Massachusetts Senator John Kerry, just days after challenging President Bush to a series of debates based on the 1858 Lincoln-Douglas debates, today issued what he called The Indignation Proclamation. The wide-ranging proclamation asserts Kerry’s absolute right to become immediately and furiously indignant whenever anyone dares to question his record, judgment or issues, of which Kerry seems to have many in all senses of the word.
Political observers say the Indignation Proclamation actually went into effect late last week. On Thursday, just hours after an American ally had suffered a major terrorist attack, the statesmanlike Kerry spoke at the Library of Congress, focusing on the most pressing issue of our time, which is defending John Kerry against criticisms by Republicans. Invoking the new but still unnamed doctrine, Kerry refused to apologize for his previous remark that those Republicans were “the most crooked, you know, lying group I’ve ever seen.” As of this writing, there’s still no word yet from the Kerry camp on whether Republicans are more “crooked” than mass murderers who blow up Madrid commuter trains. And journalists would have taken Kerry to task for this stunning performance but Library of Congress rules, as in all libraries, require everyone to stay very, very quiet.
“The Senator was increasingly angry over what he saw as attacks on his patriotism and, more importantly, his solipsism,” says a campaign insider. “This is why the Indignation Proclamation and the Lincoln/Douglas-style debates are a key part of our strategy. Kerry really is a modern-day Lincoln. Everyone’s familiar with how Lincoln never really made up his mind about any of the issues of the day and instead just kept citing his military service in the Black Hawk War of 1832. Talk about a man for the ages!”

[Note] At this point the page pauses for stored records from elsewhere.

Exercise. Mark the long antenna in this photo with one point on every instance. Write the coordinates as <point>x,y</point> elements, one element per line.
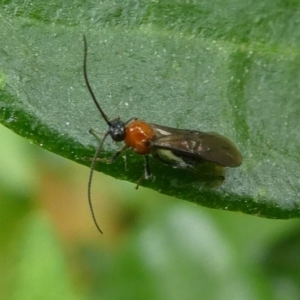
<point>90,182</point>
<point>88,84</point>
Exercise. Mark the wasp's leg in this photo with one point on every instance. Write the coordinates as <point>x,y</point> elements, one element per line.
<point>147,173</point>
<point>113,158</point>
<point>107,160</point>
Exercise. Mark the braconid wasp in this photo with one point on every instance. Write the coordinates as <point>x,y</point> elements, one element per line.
<point>179,148</point>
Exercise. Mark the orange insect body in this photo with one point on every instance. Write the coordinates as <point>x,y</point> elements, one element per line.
<point>138,136</point>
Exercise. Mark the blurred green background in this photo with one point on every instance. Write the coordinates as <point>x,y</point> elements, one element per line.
<point>153,247</point>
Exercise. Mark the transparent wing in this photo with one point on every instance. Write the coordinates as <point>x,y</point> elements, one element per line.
<point>208,145</point>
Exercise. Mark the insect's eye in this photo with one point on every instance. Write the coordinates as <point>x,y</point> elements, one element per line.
<point>117,130</point>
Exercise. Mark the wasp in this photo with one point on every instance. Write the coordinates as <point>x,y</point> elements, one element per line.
<point>178,148</point>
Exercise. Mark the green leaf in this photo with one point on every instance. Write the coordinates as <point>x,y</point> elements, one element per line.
<point>225,66</point>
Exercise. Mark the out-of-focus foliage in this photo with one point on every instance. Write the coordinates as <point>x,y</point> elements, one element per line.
<point>227,66</point>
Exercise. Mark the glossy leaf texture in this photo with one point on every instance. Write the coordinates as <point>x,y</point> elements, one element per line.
<point>232,67</point>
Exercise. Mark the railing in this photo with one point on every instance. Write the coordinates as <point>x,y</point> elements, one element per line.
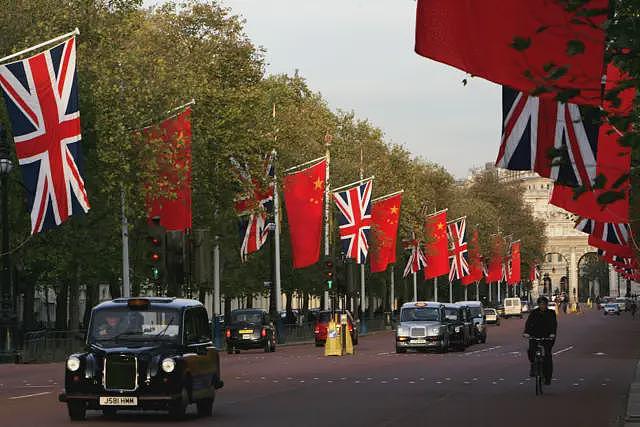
<point>51,346</point>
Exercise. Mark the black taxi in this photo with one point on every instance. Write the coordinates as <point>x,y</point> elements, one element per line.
<point>144,353</point>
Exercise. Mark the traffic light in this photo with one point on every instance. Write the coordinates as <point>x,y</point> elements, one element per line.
<point>328,266</point>
<point>157,250</point>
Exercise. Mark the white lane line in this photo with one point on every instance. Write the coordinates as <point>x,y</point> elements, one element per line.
<point>563,350</point>
<point>484,350</point>
<point>30,395</point>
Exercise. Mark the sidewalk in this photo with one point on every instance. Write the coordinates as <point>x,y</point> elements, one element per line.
<point>632,415</point>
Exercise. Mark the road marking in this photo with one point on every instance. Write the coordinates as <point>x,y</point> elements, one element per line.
<point>30,395</point>
<point>563,350</point>
<point>484,350</point>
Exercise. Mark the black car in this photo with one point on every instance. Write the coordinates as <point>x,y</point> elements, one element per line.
<point>250,328</point>
<point>144,353</point>
<point>461,327</point>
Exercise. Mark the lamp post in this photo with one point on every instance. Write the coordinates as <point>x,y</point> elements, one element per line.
<point>7,312</point>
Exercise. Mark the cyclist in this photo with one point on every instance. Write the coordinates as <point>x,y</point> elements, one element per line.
<point>541,323</point>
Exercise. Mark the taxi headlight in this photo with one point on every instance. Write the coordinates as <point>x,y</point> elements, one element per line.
<point>73,363</point>
<point>168,365</point>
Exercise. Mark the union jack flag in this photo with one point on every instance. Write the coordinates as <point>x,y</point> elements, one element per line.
<point>548,137</point>
<point>458,249</point>
<point>417,260</point>
<point>354,220</point>
<point>41,95</point>
<point>253,205</point>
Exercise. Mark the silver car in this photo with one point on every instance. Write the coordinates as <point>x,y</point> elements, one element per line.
<point>422,326</point>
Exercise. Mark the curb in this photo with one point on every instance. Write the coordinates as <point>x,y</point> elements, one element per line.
<point>632,415</point>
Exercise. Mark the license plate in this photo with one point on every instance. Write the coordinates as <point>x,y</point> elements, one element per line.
<point>118,401</point>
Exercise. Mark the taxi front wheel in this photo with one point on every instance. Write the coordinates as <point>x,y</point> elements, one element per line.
<point>77,410</point>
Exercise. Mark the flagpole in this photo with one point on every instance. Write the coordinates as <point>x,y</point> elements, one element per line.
<point>435,289</point>
<point>276,235</point>
<point>363,299</point>
<point>126,284</point>
<point>327,206</point>
<point>53,40</point>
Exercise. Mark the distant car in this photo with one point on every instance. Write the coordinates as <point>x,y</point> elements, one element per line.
<point>622,303</point>
<point>144,353</point>
<point>512,307</point>
<point>322,325</point>
<point>611,308</point>
<point>461,328</point>
<point>477,312</point>
<point>423,325</point>
<point>491,315</point>
<point>250,328</point>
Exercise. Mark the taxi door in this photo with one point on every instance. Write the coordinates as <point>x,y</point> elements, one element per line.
<point>201,358</point>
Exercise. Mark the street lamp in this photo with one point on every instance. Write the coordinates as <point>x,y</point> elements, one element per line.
<point>7,312</point>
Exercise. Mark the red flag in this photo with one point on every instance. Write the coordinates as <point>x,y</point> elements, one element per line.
<point>495,264</point>
<point>304,201</point>
<point>385,215</point>
<point>174,164</point>
<point>475,263</point>
<point>437,248</point>
<point>480,37</point>
<point>514,276</point>
<point>613,163</point>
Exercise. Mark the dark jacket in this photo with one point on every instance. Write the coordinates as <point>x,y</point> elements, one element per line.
<point>541,324</point>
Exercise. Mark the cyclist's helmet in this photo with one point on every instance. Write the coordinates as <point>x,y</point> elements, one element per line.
<point>543,300</point>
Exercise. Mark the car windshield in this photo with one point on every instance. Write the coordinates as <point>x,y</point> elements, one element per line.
<point>246,316</point>
<point>419,314</point>
<point>476,311</point>
<point>125,324</point>
<point>451,313</point>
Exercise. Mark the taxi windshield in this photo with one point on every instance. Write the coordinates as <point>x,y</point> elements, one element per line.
<point>419,314</point>
<point>126,324</point>
<point>451,313</point>
<point>246,316</point>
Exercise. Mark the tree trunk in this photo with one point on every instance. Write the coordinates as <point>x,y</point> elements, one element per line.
<point>61,306</point>
<point>91,301</point>
<point>74,301</point>
<point>29,296</point>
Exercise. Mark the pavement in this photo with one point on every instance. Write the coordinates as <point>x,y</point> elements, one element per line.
<point>595,364</point>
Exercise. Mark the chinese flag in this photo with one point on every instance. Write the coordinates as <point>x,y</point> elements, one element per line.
<point>495,264</point>
<point>385,215</point>
<point>613,163</point>
<point>304,201</point>
<point>173,205</point>
<point>475,263</point>
<point>481,36</point>
<point>437,247</point>
<point>514,278</point>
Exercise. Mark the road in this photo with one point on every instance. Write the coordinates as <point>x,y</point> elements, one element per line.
<point>487,385</point>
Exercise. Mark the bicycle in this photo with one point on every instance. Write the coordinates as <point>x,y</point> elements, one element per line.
<point>538,362</point>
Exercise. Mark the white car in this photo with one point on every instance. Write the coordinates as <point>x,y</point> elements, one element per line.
<point>491,316</point>
<point>611,308</point>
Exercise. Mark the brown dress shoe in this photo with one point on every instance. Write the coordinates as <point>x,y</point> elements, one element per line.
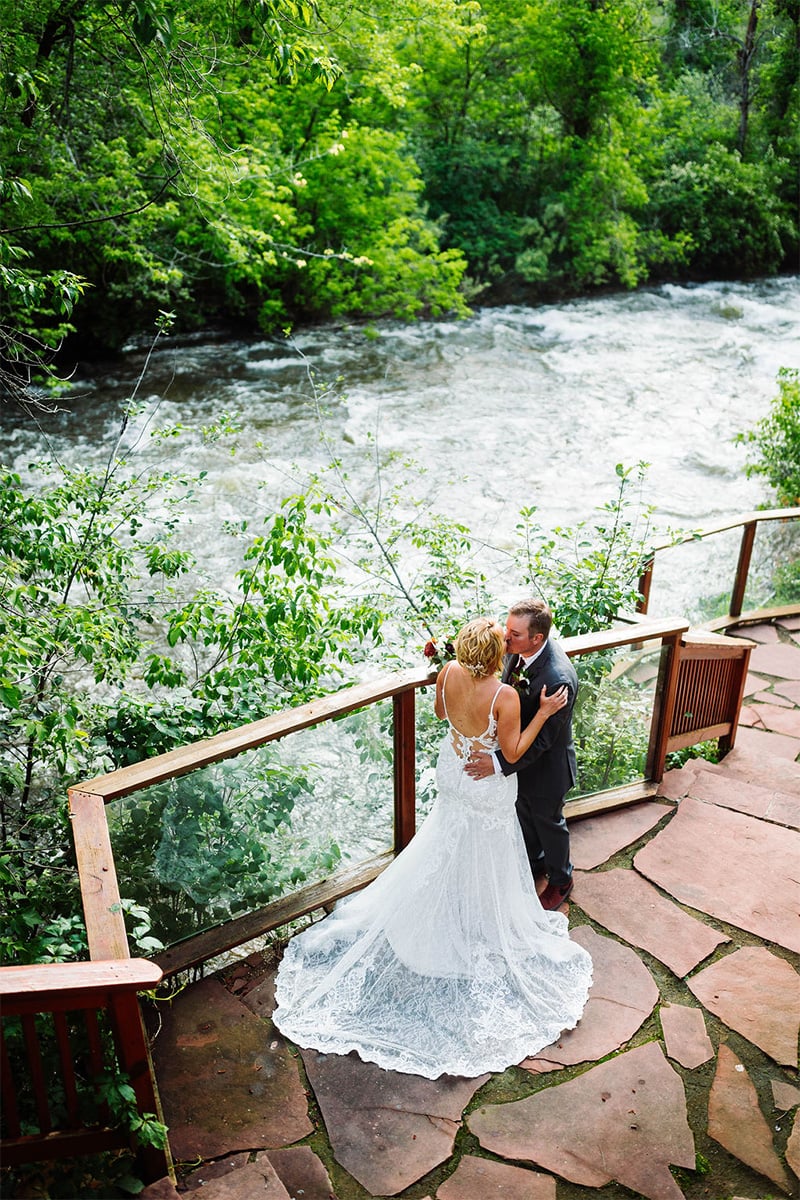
<point>552,898</point>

The Senator’s campaign, having done its homework, knows there’s little chance that Kerry might instead be compared to Democratic Senator Stephen Douglas. Douglas, as historian Paul Johnson tells us, had married two heiresses, traveled “in princely fashion,” and was seen by Lincoln as “an unprincipled man motivated solely by ambition.” Which means the Kerry brain trust can start counting its bonus checks now.
And the boldest moves may be yet to come from the Kerry camp. One idea being floated to address the candidate’s constant flip-flops was inspired by the labeling on perishable foods found at the grocery store: expiration dates for political positions. “Imagine this scene at the first presidential debate: Bush is hammering Kerry about his umpteen-gazillion stands on Iraq or the way he recently told Jewish leaders that Israel’s security wall is necessary for security after telling Arab-Americans months ago that the wall is a barrier to peace. All Kerry has to do is pull out some of his campaign literature, indicate the expiration date is January 29th or March 2nd or whatever and show that this particular Kerry position is long past its sell-by date. We’re even thinking of doing a weekly public ceremony where John pours a milk carton full of his positions down the sink or tosses a leaky container of them into the garbage.” When this reporter suggested that a box of waffles might be the perfect prop in such a ceremony, the campaign operative angrily declared the interview to be over.